Definition

The Right to Record Police is the First Amendment doctrine that members of the public may observe, follow, and record law enforcement officers in the performance of their public duties, subject only to reasonable time/place/manner restrictions. The doctrine has been affirmed by at least seven federal circuit courts through a consistent line of decisions running from the early 2010s through 2023. The U.S. Supreme Court has not directly ruled on the question — but no circuit has rejected the right, and the consistent affirmation across politically-diverse circuits has made it functionally settled federal law.

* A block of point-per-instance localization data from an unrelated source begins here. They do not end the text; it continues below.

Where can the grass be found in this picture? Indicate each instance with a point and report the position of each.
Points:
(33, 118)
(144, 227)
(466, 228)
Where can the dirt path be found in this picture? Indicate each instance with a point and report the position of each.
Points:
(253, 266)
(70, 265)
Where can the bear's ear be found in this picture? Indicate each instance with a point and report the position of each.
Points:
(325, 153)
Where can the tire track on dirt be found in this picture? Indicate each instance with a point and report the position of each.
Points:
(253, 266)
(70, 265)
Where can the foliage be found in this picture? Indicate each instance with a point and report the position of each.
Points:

Why It Matters for the Newsletter

This doctrine is now actively contested as a matter of executive-branch policy in the second Trump administration’s immigration-enforcement context. In December 2025, the DHS Office of Public Affairs publicly stated, in a written response to Reason, that recording or following federal law enforcement officers “sure sounds like obstruction of justice.” A Cato Institute report by David Bier (December 2025) documents dozens of incidents of federal immigration officers threatening, brandishing weapons against, or violently detaining people for following or recording them — concluding the pattern amounts to “an official, nationwide policy of intimidating and threatening people who attempt to observe and record [DHS] operations.” The doctrine is the legal counter-architecture to the operational pattern of ICE officers masking faces, lacking visible identification, driving unmarked vehicles, and asserting “obstruction” against observers. For Operation Metro Surge coverage, it’s the structural reason that any operational footage exists at all — and the structural reason DHS would prefer it not to.

Evidence & Examples

  • 5th Circuit (2017): “First Amendment principles, controlling authority, and persuasive precedent demonstrate that a First Amendment right to record the police does exist, subject only to reasonable time, place, and manner restrictions.”
  • 10th Circuit (2022): A Colorado man presented a clear First Amendment retaliation claim against an officer who prevented him from filming a traffic stop.
  • 2nd Circuit (2023): First Amendment protects holding a sign warning drivers of police activity ahead.
  • Houston v. Hill (1987, SCOTUS): The Brennan opinion struck down a Houston ordinance making it unlawful to oppose or interrupt a police officer. The foundational right-to-criticize-police precedent. Brennan: “The freedom of individuals verbally to oppose or challenge police action without thereby risking arrest is one of the principal characteristics by which we distinguish a free nation from a police state.”
  • DHS December 2025 position (via DHS Office of Public Affairs to Reason): “That sure sounds like obstruction of justice. Our brave ICE law enforcement face a more than 1150% increase in assaults against them. If you obstruct or assault our law enforcement, we will hunt you down and you will be prosecuted to the fullest extent of the law.” DHS Says Recording or Following Law Enforcement Sure Sounds Like Obstruction of Justice
  • Cato Institute report (David Bier, December 2025): Compiled dozens of documented incidents of ICE officer intimidation against observers; concluded the pattern is structural, not anecdotal.
  • Operation Metro Surge applications: The video evidence that contradicted Trump’s claim that Renée Good “ran over” Ross was recorded by bystanders; without right-to-record, that contradicting record would not exist. Killing of Renée Good

Tensions & Counterarguments

  • DHS’s stated position is that recording or following ICE constitutes obstruction; this has not been adopted by any federal circuit court but is being asserted as enforcement policy
  • Federal prosecutions of “assaulting and impeding federal immigration officers” have been collapsing — sometimes grand juries decline to indict for lack of probable cause, sometimes US Attorney’s Offices drop cases after reviewing evidence. The judicial system is pushing back on the executive position in real time.
  • The doctrinal gap: SCOTUS has not directly ruled, leaving the executive room to assert a contrary position even though all circuits that have considered it have affirmed the right
  • “Time, place, and manner restrictions” are the legitimate doctrinal carve-out — physical interference, blocking access, etc. The DHS framing collapses observation into interference, which is the contested move.

Key Sources

Open Questions

  • Will SCOTUS take a circuit-wide right-to-record case in the 2026-27 term?
  • Will the Bier/Cato report serve as the foundation for a class-action or pattern-and-practice case against DHS?
  • Have any of the federal prosecutions of “assault on ICE” defendants surfaced video that contradicts the DHS framing?
  • Does the Houston v. Hill principle extend to digital observation (livestreaming, drone footage) the same way it extends to in-person recording?